Can I overwrite a setting within sshd_config with a duplicate setting

I am implementing a basic deploy script and for sshd_config the only change that I need to make is PermitRootLogin yes to PermitRootLogin without-password. I have read through the docs and they make no mention of this but that is not to say it is impossible.

Can I specify a second PermitRootLogin? I.e. echo 'PermitRootLogin without-password' >> /etc/ssh/sshd_config

If so, is this safe?

Updates based on comments:

1) I am aware that I could parse the file and change the variable. My question still remains though.


No.

You could simply test this by adding the line and checking whether you can log in. Then you could comment out the first occurrence, restart the service and test again.

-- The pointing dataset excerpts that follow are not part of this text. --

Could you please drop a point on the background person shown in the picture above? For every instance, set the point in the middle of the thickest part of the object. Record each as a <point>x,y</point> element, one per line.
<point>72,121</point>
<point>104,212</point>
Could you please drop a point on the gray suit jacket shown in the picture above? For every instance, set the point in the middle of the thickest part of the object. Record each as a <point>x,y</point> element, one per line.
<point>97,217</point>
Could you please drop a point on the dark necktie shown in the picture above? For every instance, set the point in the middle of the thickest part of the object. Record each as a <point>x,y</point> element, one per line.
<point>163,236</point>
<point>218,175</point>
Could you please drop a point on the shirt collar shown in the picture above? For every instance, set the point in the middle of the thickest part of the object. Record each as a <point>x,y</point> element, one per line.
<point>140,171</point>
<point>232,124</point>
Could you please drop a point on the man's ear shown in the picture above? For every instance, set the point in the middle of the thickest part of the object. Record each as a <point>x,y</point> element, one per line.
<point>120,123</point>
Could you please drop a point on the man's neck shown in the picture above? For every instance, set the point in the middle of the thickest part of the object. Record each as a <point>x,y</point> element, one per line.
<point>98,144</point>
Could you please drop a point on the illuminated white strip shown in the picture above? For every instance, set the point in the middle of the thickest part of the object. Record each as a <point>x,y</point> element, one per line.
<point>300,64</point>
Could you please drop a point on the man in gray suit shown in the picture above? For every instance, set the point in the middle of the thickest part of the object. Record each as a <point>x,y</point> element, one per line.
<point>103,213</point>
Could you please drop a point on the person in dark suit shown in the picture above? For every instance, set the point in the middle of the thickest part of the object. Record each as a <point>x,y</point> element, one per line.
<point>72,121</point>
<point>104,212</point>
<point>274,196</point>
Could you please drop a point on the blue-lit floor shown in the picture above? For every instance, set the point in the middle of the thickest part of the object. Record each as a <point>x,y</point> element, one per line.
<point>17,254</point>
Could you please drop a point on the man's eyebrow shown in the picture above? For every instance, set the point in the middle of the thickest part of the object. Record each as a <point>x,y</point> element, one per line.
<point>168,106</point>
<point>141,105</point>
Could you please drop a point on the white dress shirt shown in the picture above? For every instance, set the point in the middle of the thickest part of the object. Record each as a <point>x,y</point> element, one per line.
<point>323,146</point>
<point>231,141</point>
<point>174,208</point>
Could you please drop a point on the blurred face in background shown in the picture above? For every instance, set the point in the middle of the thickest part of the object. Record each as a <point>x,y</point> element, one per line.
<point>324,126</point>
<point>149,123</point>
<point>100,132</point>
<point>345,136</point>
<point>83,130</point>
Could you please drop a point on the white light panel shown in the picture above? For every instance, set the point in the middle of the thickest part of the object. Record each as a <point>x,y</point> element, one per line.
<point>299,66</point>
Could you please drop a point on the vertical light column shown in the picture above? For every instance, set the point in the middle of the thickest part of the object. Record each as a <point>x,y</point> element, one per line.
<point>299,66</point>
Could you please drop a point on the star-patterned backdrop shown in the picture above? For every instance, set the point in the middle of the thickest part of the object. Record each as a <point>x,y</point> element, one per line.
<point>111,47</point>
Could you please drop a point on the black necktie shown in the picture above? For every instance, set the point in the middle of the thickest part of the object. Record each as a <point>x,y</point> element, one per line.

Reason: OpenSSH servconf.c has function

  • process_server_config_line() on lines 1200-2171 (for 7.9p1)
  • refactored to call process_server_config_line_depth() on lines 1260-2371 (for 8.3p1).

All global directives are processed only at startup and global directives are only processed once. The setting will stay as it was on the first occurrence.

On the other hand using the same directive twice may lead to misunderstanding.

Please reconsider parsing the file. You could also replace the whole file, if applicable.


No, most settings will only use the first value it comes across; the X11Forwarding setting is an easy one to test this with. That being said, you might be able to take advantage of the per-user override settings to allow the same thing. These are normally tagged onto the bottom and so would work better with your goal of appending.

That being said, as the others mentioned sed would be a much cleaner solution.

sed -i 's/PermitRootLogin yes/PermitRootLogin without-password/g' /etc/ssh/sshd_config

Amending previous answers. As of now, the manual for sshd_config file starts with "For each keyword, the first obtained value will be used". Thus, as others have already written, duplicates are ignored.

It is possible to use a Match block to override global settings based on a condition. The PermitRootLogin is among the keywords allowed in a Match block.

(I came to this question as the default configuration of sshd in the OS I am using was changed to use an Include directive + glob pattern, moving vendor defaults into a separate file. Thus it is important to know how sshd handles the duplicate keywords, so that I could override the defaults.)